Declaring and assigning

Again there are lots and lots and lots of ways of declaring and assigning a hash.
You can declare the hash and then add one element at a time:
1.   my %hash;
2. $hash{"up"} = "down";
3. $hash{"top"} = "bottom";
4. $hash{"charm"} = "strange";
What does this all mean? - First, I've declared the hash in line 1 using the % sigil and in lines 2 to 4 I've added individual elements to it. The individual elements of the hash are prefixed with a $ because they hold an individual items - a scalar. Then comes the hash name followed by the key you want in curly brackets, the key can be any string. You then assign this to what you want as a value, more on what you can assign to it later.

or you can declare everything all together:
1. my %hash = ("up", "down", "top", "bottom", "charm", "strange");
Here I've assigned a list to the hash. The list needs to have an even amount of elements because consecutive elements are paired up into key/value pairs. If you have an odd amount of elements, the last value is going to be undef.
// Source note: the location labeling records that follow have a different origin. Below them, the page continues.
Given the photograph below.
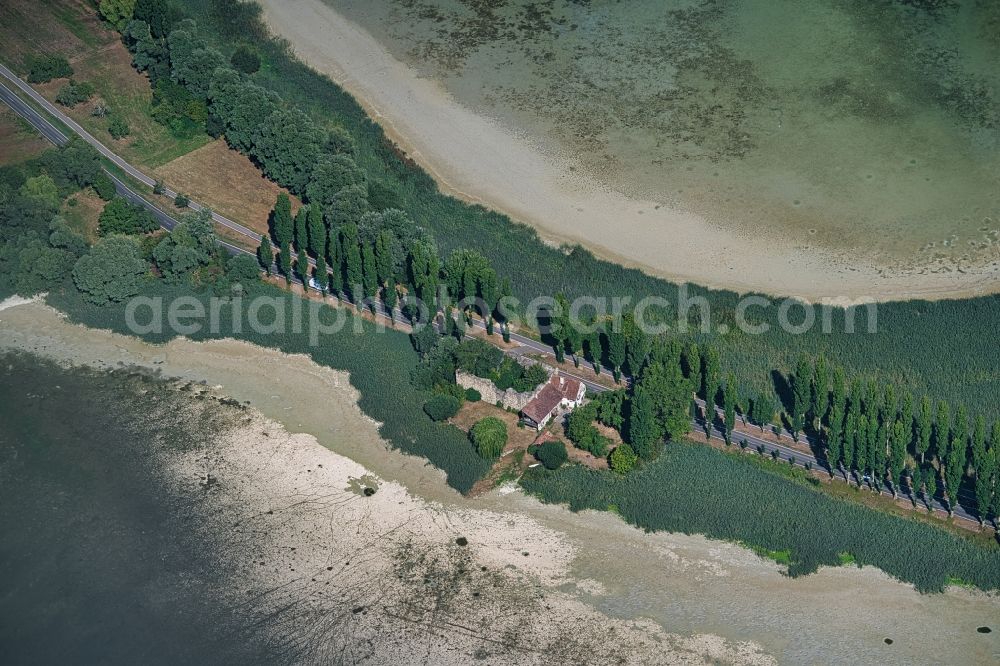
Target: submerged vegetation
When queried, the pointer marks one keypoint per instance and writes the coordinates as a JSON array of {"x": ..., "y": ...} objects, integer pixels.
[
  {"x": 914, "y": 347},
  {"x": 353, "y": 223},
  {"x": 699, "y": 490}
]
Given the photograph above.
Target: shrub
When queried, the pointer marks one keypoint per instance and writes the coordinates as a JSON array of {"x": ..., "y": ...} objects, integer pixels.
[
  {"x": 104, "y": 186},
  {"x": 442, "y": 407},
  {"x": 74, "y": 93},
  {"x": 121, "y": 217},
  {"x": 111, "y": 272},
  {"x": 489, "y": 436},
  {"x": 118, "y": 128},
  {"x": 245, "y": 59},
  {"x": 623, "y": 459},
  {"x": 689, "y": 489},
  {"x": 552, "y": 454},
  {"x": 42, "y": 69},
  {"x": 581, "y": 431}
]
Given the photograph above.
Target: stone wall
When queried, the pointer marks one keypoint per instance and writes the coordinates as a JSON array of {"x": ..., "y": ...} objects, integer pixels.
[{"x": 509, "y": 399}]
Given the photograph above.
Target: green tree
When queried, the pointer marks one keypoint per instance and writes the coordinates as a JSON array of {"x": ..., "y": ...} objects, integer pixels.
[
  {"x": 117, "y": 12},
  {"x": 490, "y": 436},
  {"x": 302, "y": 267},
  {"x": 352, "y": 261},
  {"x": 990, "y": 483},
  {"x": 331, "y": 176},
  {"x": 660, "y": 401},
  {"x": 191, "y": 246},
  {"x": 637, "y": 344},
  {"x": 243, "y": 270},
  {"x": 552, "y": 454},
  {"x": 384, "y": 264},
  {"x": 287, "y": 146},
  {"x": 623, "y": 459},
  {"x": 301, "y": 226},
  {"x": 42, "y": 189},
  {"x": 834, "y": 437},
  {"x": 729, "y": 407},
  {"x": 242, "y": 106},
  {"x": 335, "y": 256},
  {"x": 954, "y": 469},
  {"x": 710, "y": 376},
  {"x": 111, "y": 272},
  {"x": 616, "y": 348},
  {"x": 245, "y": 59},
  {"x": 104, "y": 187},
  {"x": 801, "y": 381},
  {"x": 424, "y": 269},
  {"x": 489, "y": 290},
  {"x": 983, "y": 462},
  {"x": 44, "y": 68},
  {"x": 317, "y": 232},
  {"x": 930, "y": 485},
  {"x": 281, "y": 220},
  {"x": 942, "y": 432},
  {"x": 762, "y": 409},
  {"x": 692, "y": 365},
  {"x": 285, "y": 262},
  {"x": 925, "y": 425},
  {"x": 861, "y": 450},
  {"x": 369, "y": 270},
  {"x": 159, "y": 14},
  {"x": 898, "y": 440},
  {"x": 560, "y": 326},
  {"x": 322, "y": 275},
  {"x": 120, "y": 217},
  {"x": 265, "y": 255},
  {"x": 838, "y": 391},
  {"x": 118, "y": 128},
  {"x": 820, "y": 389}
]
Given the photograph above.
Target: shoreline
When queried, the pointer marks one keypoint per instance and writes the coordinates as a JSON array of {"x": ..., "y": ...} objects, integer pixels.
[
  {"x": 684, "y": 585},
  {"x": 478, "y": 160}
]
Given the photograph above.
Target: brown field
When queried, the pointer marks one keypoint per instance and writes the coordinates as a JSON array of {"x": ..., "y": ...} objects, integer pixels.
[
  {"x": 68, "y": 27},
  {"x": 227, "y": 181},
  {"x": 82, "y": 216},
  {"x": 473, "y": 412},
  {"x": 18, "y": 140},
  {"x": 72, "y": 28}
]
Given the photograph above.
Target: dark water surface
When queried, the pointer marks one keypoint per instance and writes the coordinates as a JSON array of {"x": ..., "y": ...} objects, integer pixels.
[
  {"x": 100, "y": 559},
  {"x": 859, "y": 125}
]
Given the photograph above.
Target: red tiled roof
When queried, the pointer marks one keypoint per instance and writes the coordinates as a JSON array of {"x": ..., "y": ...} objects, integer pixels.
[
  {"x": 557, "y": 389},
  {"x": 543, "y": 403}
]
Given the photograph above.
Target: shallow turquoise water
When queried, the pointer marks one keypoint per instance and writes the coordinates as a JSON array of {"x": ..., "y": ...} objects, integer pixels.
[
  {"x": 856, "y": 125},
  {"x": 101, "y": 560}
]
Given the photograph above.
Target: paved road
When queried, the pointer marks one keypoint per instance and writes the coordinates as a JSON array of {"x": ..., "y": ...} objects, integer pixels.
[
  {"x": 106, "y": 152},
  {"x": 56, "y": 136}
]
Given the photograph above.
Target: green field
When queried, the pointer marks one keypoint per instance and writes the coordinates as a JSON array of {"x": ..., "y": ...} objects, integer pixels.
[
  {"x": 379, "y": 363},
  {"x": 947, "y": 348},
  {"x": 698, "y": 490}
]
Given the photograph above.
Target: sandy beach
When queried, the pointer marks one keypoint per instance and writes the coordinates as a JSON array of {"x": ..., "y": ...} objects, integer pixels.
[
  {"x": 479, "y": 160},
  {"x": 533, "y": 582}
]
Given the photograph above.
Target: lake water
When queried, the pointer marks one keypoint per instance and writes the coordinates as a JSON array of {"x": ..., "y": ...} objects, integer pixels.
[
  {"x": 101, "y": 560},
  {"x": 860, "y": 126}
]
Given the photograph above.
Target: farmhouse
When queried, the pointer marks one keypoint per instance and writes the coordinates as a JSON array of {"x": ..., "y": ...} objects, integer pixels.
[{"x": 559, "y": 393}]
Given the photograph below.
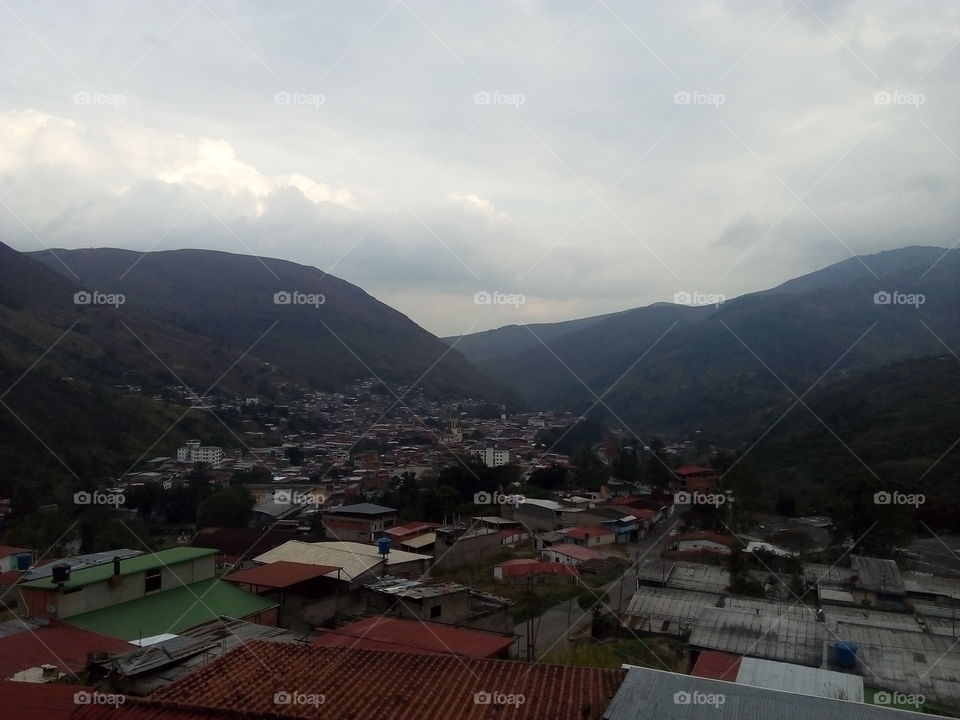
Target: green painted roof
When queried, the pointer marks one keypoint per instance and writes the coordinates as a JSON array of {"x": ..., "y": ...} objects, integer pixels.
[
  {"x": 172, "y": 611},
  {"x": 139, "y": 563}
]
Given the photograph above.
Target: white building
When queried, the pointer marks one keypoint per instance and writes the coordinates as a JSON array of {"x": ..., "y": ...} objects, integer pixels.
[
  {"x": 194, "y": 452},
  {"x": 493, "y": 457}
]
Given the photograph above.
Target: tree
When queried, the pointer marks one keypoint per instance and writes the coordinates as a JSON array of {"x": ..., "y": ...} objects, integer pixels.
[{"x": 229, "y": 507}]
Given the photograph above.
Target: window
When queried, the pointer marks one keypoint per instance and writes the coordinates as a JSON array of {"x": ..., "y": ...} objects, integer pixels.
[{"x": 151, "y": 582}]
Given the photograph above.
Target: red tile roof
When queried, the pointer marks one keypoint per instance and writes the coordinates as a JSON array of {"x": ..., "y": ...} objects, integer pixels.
[
  {"x": 280, "y": 574},
  {"x": 38, "y": 701},
  {"x": 413, "y": 636},
  {"x": 717, "y": 665},
  {"x": 537, "y": 568},
  {"x": 585, "y": 533},
  {"x": 65, "y": 646},
  {"x": 390, "y": 686}
]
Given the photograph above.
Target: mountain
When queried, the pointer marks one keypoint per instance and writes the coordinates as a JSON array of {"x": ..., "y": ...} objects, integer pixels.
[
  {"x": 327, "y": 333},
  {"x": 723, "y": 369}
]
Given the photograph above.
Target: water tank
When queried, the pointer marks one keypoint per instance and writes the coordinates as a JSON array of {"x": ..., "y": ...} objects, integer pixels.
[
  {"x": 846, "y": 655},
  {"x": 61, "y": 573}
]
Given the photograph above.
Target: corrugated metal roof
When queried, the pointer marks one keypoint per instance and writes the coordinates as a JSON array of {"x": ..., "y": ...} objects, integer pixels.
[
  {"x": 799, "y": 679},
  {"x": 128, "y": 566},
  {"x": 391, "y": 686},
  {"x": 776, "y": 637},
  {"x": 656, "y": 694},
  {"x": 404, "y": 635},
  {"x": 280, "y": 574}
]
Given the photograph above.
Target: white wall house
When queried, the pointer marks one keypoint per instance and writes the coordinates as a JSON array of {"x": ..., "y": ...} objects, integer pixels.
[
  {"x": 493, "y": 457},
  {"x": 194, "y": 452}
]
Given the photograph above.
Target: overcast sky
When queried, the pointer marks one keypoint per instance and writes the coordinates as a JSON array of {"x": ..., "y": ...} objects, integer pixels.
[{"x": 588, "y": 156}]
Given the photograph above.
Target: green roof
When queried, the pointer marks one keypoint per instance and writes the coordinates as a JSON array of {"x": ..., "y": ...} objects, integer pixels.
[
  {"x": 128, "y": 566},
  {"x": 172, "y": 611}
]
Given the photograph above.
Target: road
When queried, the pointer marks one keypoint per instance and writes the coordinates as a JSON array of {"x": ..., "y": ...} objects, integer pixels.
[{"x": 565, "y": 620}]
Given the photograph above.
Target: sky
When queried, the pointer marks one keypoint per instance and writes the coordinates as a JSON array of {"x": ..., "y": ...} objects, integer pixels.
[{"x": 482, "y": 164}]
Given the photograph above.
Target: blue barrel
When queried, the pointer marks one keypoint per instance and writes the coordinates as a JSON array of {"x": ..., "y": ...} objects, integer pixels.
[{"x": 846, "y": 655}]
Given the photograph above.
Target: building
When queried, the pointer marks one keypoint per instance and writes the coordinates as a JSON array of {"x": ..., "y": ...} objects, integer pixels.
[
  {"x": 705, "y": 541},
  {"x": 568, "y": 554},
  {"x": 646, "y": 693},
  {"x": 536, "y": 572},
  {"x": 416, "y": 636},
  {"x": 362, "y": 522},
  {"x": 493, "y": 457},
  {"x": 371, "y": 684},
  {"x": 590, "y": 536},
  {"x": 430, "y": 599},
  {"x": 194, "y": 452},
  {"x": 142, "y": 596}
]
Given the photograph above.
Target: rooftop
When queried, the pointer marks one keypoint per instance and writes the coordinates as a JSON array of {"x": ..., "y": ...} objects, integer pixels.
[
  {"x": 391, "y": 686},
  {"x": 280, "y": 574},
  {"x": 415, "y": 636},
  {"x": 173, "y": 611},
  {"x": 138, "y": 563},
  {"x": 362, "y": 509},
  {"x": 30, "y": 643},
  {"x": 654, "y": 693}
]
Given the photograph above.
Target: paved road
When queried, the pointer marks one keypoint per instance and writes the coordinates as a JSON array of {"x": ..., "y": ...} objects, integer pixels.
[{"x": 566, "y": 620}]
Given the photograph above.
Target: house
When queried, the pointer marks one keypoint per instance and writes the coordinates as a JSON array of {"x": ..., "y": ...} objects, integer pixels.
[
  {"x": 361, "y": 522},
  {"x": 430, "y": 599},
  {"x": 403, "y": 635},
  {"x": 590, "y": 536},
  {"x": 353, "y": 683},
  {"x": 143, "y": 595},
  {"x": 492, "y": 457},
  {"x": 705, "y": 541},
  {"x": 693, "y": 478},
  {"x": 537, "y": 572},
  {"x": 568, "y": 554},
  {"x": 194, "y": 452}
]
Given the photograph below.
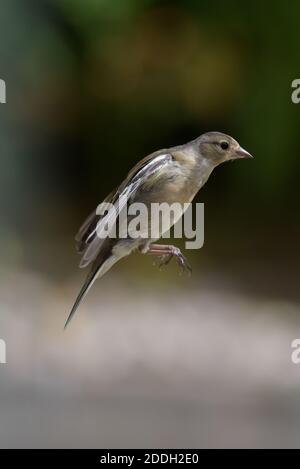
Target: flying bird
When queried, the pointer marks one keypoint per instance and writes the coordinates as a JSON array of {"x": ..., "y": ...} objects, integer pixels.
[{"x": 166, "y": 176}]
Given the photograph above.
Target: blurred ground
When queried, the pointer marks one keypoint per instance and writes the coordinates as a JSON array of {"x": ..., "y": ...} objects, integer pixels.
[{"x": 147, "y": 367}]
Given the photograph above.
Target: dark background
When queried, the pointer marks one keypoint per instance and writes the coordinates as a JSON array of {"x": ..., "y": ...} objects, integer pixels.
[{"x": 152, "y": 358}]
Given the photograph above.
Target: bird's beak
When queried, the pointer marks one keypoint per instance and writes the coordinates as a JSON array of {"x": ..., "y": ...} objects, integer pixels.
[{"x": 241, "y": 153}]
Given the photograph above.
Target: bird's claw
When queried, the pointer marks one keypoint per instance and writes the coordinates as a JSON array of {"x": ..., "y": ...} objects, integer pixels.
[{"x": 181, "y": 260}]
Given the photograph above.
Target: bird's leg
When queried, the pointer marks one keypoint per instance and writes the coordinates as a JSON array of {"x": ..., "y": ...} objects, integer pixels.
[{"x": 166, "y": 253}]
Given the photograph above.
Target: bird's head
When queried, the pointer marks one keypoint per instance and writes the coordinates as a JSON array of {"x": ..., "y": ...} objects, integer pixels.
[{"x": 218, "y": 148}]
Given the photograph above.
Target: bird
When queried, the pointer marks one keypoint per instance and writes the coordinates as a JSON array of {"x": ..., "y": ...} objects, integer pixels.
[{"x": 168, "y": 175}]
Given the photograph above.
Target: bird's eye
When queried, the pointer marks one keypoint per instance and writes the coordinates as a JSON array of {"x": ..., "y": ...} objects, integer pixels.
[{"x": 224, "y": 145}]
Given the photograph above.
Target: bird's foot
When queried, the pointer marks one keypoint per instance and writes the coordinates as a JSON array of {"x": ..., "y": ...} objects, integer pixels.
[{"x": 166, "y": 253}]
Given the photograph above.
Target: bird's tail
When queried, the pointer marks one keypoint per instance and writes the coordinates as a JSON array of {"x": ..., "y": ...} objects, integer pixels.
[{"x": 96, "y": 272}]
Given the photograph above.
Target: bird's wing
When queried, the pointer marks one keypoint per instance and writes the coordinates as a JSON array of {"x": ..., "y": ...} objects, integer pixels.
[{"x": 89, "y": 239}]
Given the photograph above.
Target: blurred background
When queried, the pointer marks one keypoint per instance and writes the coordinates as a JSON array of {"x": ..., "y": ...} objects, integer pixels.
[{"x": 152, "y": 359}]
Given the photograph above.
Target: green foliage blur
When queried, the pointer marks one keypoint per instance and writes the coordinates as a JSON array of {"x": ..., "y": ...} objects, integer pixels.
[{"x": 95, "y": 85}]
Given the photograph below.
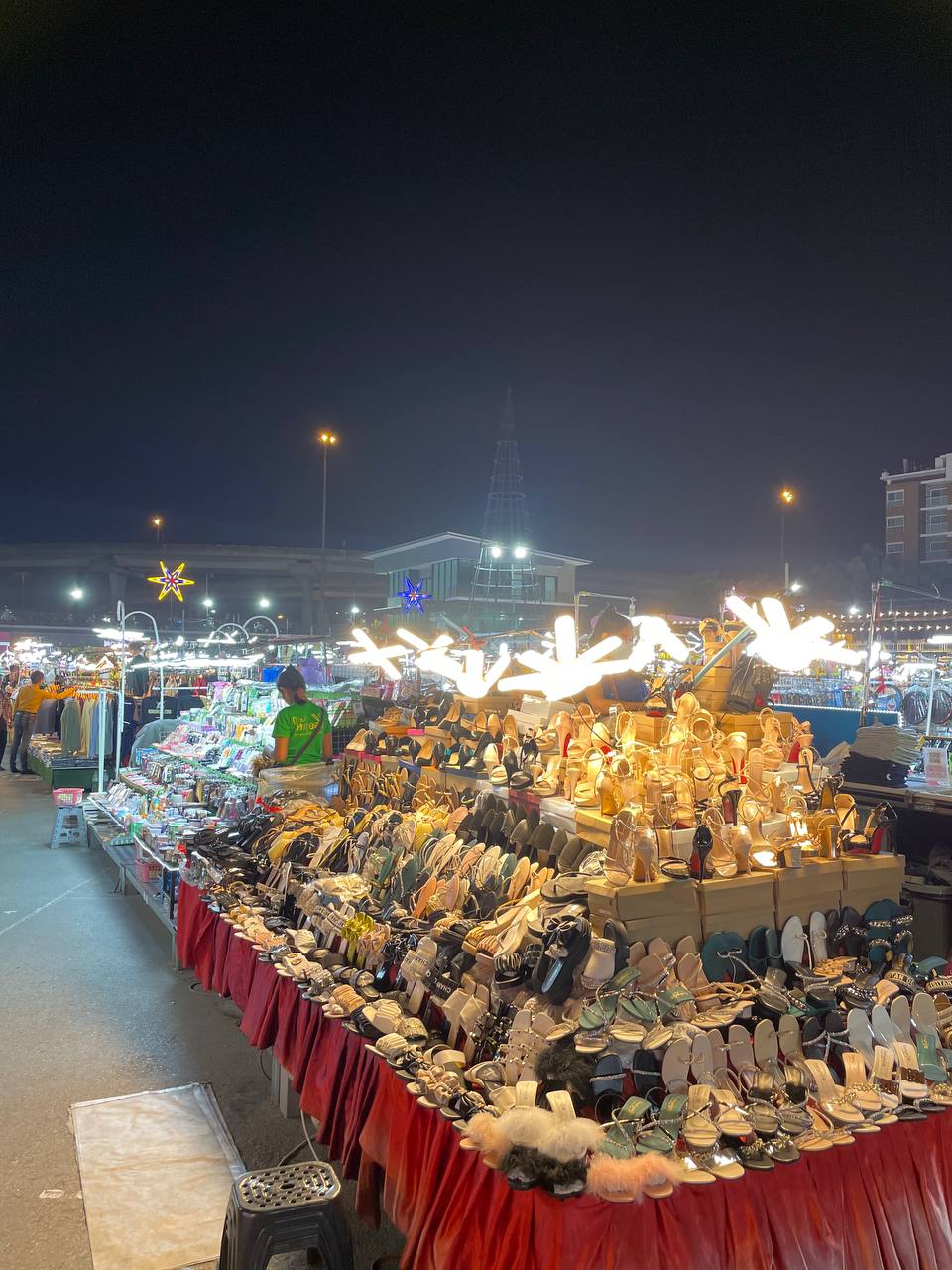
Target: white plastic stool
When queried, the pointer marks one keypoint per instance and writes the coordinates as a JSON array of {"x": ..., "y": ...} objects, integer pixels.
[{"x": 70, "y": 828}]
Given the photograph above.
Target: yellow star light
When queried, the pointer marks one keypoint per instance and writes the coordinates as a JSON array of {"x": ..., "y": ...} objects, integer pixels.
[{"x": 172, "y": 583}]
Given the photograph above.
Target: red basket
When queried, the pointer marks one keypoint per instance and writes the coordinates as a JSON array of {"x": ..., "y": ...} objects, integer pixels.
[{"x": 67, "y": 797}]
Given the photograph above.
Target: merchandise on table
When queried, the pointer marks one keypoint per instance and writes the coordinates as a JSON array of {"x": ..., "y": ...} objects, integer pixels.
[{"x": 647, "y": 962}]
In this hash the key/value pairs are up-down, top-bottom and charm-strange.

This version is more readable:
1. %hash = ("up" => "down", "top" => "bottom", "charm" => "strange");
so you can see which are the keys and which are the values more easily.

Or you can do the even more readable and, I think, preferred by the perl community:
1.   my %hash = (
2.     up => "down",
3.     top => "bottom",
4.     charm => "strange",
5. );
This is exactly the same as the method above it, only spaced out to be clearer.
And of course if I was coding properly all of the "fat commas" (these things "=>") as they're called would all line up, but this blog thing won't let me do that!

Also the thing about the comma at the end of line 4 applies here as well - you don't need it but it's a good idea to put it there to prevent unnecessary line changes if extra elements are added to the end of the hash. See my array post for more details.

You may have noticed that in my last code example, I didn't put quotes around the keys. You don't actually need them because the key is always going to be a string and perl knows this. You only need to put quotes if you're including whitespace or other special characters such as "-", so in these cases you need to explicitly stringify (make into a string) the key by using the quotes.


Printing
As far as I can see, when you print out a hash, they don't necessarily come out in the same order that you declared them in but they do print out in the same order every time you print them. This is because they are printed out in their internal order, which can't be relied on because it will change if you add or delete key/values pairs but will stay the same otherwise. It also changes with the version of perl you're using because the way the keys are ordered has changed several times.

This is one easy way to print a hash that involves a for loop, which I haven't covered yet. But for the moment, just trust me that it works. This will print out all of the key/value pairs with nice spacing:
1.   print "$_ $hash{$_}\n" for (keys %hash);
writing print %hash does the same thing but squashes everything together

Note The trick I showed to print arrays in my last post doesn't work at all here. If you type print "%hash\n" you will get "%hash" printed to the screen.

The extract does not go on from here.